Rund 162.000 Rechtsanwälte waren nach Angaben des Deutschen Anwaltvereins Anfang 2013 in Deutschland zugelassen - und die Zahl steigt seit Jahren an. Potenzielle Arbeitgeber können sich daher die Besten herauspicken. "Prädikat" heißt das Zauberwort, das die Türen öffnet: Das Zweite Staatsexamen, besser auch noch die erste Prüfung, sollten mit einem "vb", also vollbefriedigend des Jura-Notensystems (neun bis zwölf Punkte), abgeschlossen werden.

"Die Zahl der Absolventen mit dieser Note beläuft sich lediglich auf etwa 15 Prozent", sagt Jörg-Christian Lorenz, Rechtsanwalt in Hamburg und Ratgeber-Autor zum Thema Karrierewege für Juristen. Das Prädikat mindestens im Zweiten Staatsexamen ist fast schon Bedingung für eine Laufbahn in der Staatsanwaltschaft oder im Richteramt. Dasselbe gilt, um für die Top-Kanzleien interessant zu sein, die Einstiegsgehälter ab 90.000 Euro pro Jahr zahlen. "Von 7000 neuen Juristen, die jährlich ihr Studium beenden, kommen dort jedoch nur 500 bis 600 unter", erklärt Jürgen Widder vom Deutschen Anwaltverein.
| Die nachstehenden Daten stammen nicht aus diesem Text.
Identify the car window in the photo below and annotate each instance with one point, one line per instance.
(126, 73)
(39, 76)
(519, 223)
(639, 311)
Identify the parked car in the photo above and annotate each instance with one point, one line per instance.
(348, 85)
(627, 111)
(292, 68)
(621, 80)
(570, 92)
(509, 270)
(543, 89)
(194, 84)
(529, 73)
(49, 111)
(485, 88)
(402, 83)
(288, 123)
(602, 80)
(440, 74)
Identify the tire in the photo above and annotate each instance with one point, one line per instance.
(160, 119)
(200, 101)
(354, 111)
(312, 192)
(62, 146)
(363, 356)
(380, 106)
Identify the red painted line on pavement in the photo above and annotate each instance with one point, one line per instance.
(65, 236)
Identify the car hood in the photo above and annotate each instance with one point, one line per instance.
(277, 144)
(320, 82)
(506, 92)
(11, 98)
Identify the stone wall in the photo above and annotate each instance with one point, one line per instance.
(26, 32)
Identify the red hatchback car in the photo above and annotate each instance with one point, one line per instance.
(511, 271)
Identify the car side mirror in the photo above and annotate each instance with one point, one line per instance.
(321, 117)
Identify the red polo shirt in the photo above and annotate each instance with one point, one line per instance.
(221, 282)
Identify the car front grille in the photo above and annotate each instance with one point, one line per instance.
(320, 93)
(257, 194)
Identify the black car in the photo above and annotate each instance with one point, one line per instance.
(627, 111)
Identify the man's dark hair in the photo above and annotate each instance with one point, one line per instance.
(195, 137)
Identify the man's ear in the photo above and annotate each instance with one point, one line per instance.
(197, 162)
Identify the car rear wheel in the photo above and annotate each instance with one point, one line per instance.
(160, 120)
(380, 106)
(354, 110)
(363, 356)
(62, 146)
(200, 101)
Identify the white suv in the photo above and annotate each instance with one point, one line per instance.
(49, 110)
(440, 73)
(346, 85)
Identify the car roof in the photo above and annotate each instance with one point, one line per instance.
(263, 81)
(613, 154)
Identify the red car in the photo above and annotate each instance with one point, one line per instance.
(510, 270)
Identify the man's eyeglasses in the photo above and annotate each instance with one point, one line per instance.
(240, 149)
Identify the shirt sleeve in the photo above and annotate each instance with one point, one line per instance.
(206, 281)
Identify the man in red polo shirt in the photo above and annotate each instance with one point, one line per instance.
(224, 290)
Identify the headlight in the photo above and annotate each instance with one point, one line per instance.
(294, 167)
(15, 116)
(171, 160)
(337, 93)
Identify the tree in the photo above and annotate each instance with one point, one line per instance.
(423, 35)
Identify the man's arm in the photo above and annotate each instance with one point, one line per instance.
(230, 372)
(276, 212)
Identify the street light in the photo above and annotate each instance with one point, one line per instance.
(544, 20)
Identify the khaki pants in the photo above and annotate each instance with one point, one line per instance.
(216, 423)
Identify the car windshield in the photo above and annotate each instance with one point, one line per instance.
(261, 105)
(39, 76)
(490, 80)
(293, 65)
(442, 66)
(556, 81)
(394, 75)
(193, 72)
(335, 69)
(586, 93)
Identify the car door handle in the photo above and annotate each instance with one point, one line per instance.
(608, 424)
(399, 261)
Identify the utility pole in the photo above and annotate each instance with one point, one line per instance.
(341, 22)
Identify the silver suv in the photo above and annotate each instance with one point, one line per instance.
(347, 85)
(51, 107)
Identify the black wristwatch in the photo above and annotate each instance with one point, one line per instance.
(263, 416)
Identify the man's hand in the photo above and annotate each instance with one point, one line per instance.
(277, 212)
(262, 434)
Zusatzqualifikationen erhöhen Jobchance

"Wer kein Prädikatsexamen vorweisen kann, sollte versuchen, sich mit Zusatzqualifikationen von der Masse der Absolventen abzuheben", rät Lorenz. Das können Aufbau- und Weiterbildungsstudiengänge sein wie der Master of Laws (LL.M.), Master of Comparative Jurisprudence (M.C.J.) oder Master of Business Law (M.B.L.). Absolventen, die sich für den Rechtsanwaltsberuf entschieden hätten, fassen außerdem am besten eine Fachanwaltsausbildung ins Auge, rät Lorenz. So haben sie ein Alleinstellungsmerkmal - und finden eher in einer Kanzlei eine Anstellung.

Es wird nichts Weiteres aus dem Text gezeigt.